In light of Todd Solondz’s previous, brilliant work (Welcome To The Dollhouse, Happiness), there is little danger in calling Storytelling, his latest effort, an unmitigated disaster – essentially, forgettable. An interesting failure? Not even.
The best thing about this film is wondering what James van der Beek looks like taking it on his hands and knees – and that’s the part that ended up on the cutting room floor.
The film consists of two stories. “Fiction” takes place at a second-rate college, where creative writing students try to please their bitter, black Pulitzer prize-winning professor with tawdry efforts at short stories. Student Vi (Selma Blair), a hip, white suburbanite, picks up the professor in a bar and they have an unpleasant, violent sexual experience fraught with blatant racist overtone. She writes the experience up and reads it to the class, much to the dismay of her prim, PC fellow students and the somewhat sadistic pleasure of the prof. Now she’s getting somewhere as a writer.
“Non-fiction” features a suburban, dysfunctional, Jewish family who can’t quite seem to recognize where the American dream has failed them. Teenage angst and the nastiness of children abound. Meanwhile, a dopey-but-eager documentary filmmaker begins to chronicle the pothead oldest son’s attempts to get into college, in order to expose the kind of stress that affects the high-school kids of today.
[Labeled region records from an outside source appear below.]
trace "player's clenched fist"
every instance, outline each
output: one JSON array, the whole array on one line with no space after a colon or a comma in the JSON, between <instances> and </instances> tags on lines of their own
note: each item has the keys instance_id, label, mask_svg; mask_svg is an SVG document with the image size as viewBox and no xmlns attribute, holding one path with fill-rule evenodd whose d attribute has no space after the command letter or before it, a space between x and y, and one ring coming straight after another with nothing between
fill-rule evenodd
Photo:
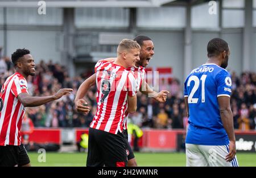
<instances>
[{"instance_id":1,"label":"player's clenched fist","mask_svg":"<svg viewBox=\"0 0 256 178\"><path fill-rule=\"evenodd\" d=\"M70 94L71 92L73 92L73 89L72 88L62 88L55 94L55 99L57 100L60 98L65 94Z\"/></svg>"},{"instance_id":2,"label":"player's clenched fist","mask_svg":"<svg viewBox=\"0 0 256 178\"><path fill-rule=\"evenodd\" d=\"M83 99L75 101L75 107L79 113L87 114L90 111L90 107L86 106L87 102Z\"/></svg>"}]
</instances>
Solondz displays his customary wit, especially with regard to the insidious ways that families, especially suburban American families, operate. There are attempts to simplify the world to avoid thinking about it. Mom’s (the ever-brilliant Julie Hagerty) twisted logic leads her to suggest sweetly that those who might have been Hitler’s victims but escaped before the Holocaust are survivors too – an idea that dangerously equates the psychic weight of understanding the Holocaust and that of experiencing it. Meanwhile, Dad (John Goodman) just plain thinks that college is a great experience and doesn’t understand why he shouldn’t pull some strings to get his kid into Princeton.
Perhaps most horrifying is the youngest son’s brutal treatment of the family’s maid (Lupe Ontiveros). He has no concept of what it means to be poor and even less of an understanding of the notion of being from El Salvador. At eight or so, he has no notion of anything outside himself: a completely indoctrinated Jersey suburbanite.
Despite some great performances (Solondz remains a great director of actors), and a single shot that brilliantly skewers American Beauty, Storytelling falls flat – its ironies are obvious, its intentions trite. The film tries to explore exploitation and the dangers of reducing the complex to the straightforward. But it lacks oomph; the pedestrian analysis inspires no contemplation.
Worst of all, you start to believe that maybe this time around, the director has lost his hallmark – careful respect for his characters. And that’s just sloppy.
See this film if you’re a complete-ist. Otherwise, rent Happiness again.
Storytelling opens Fri, Feb 15 at the Cumberland (159 Cumberland St); call (416) 699-5971.
Showcase TV broadcasts Happiness at 10pm on Sat, Feb 16 and Welcome To The Dollhouse at 11pm on Feb 17.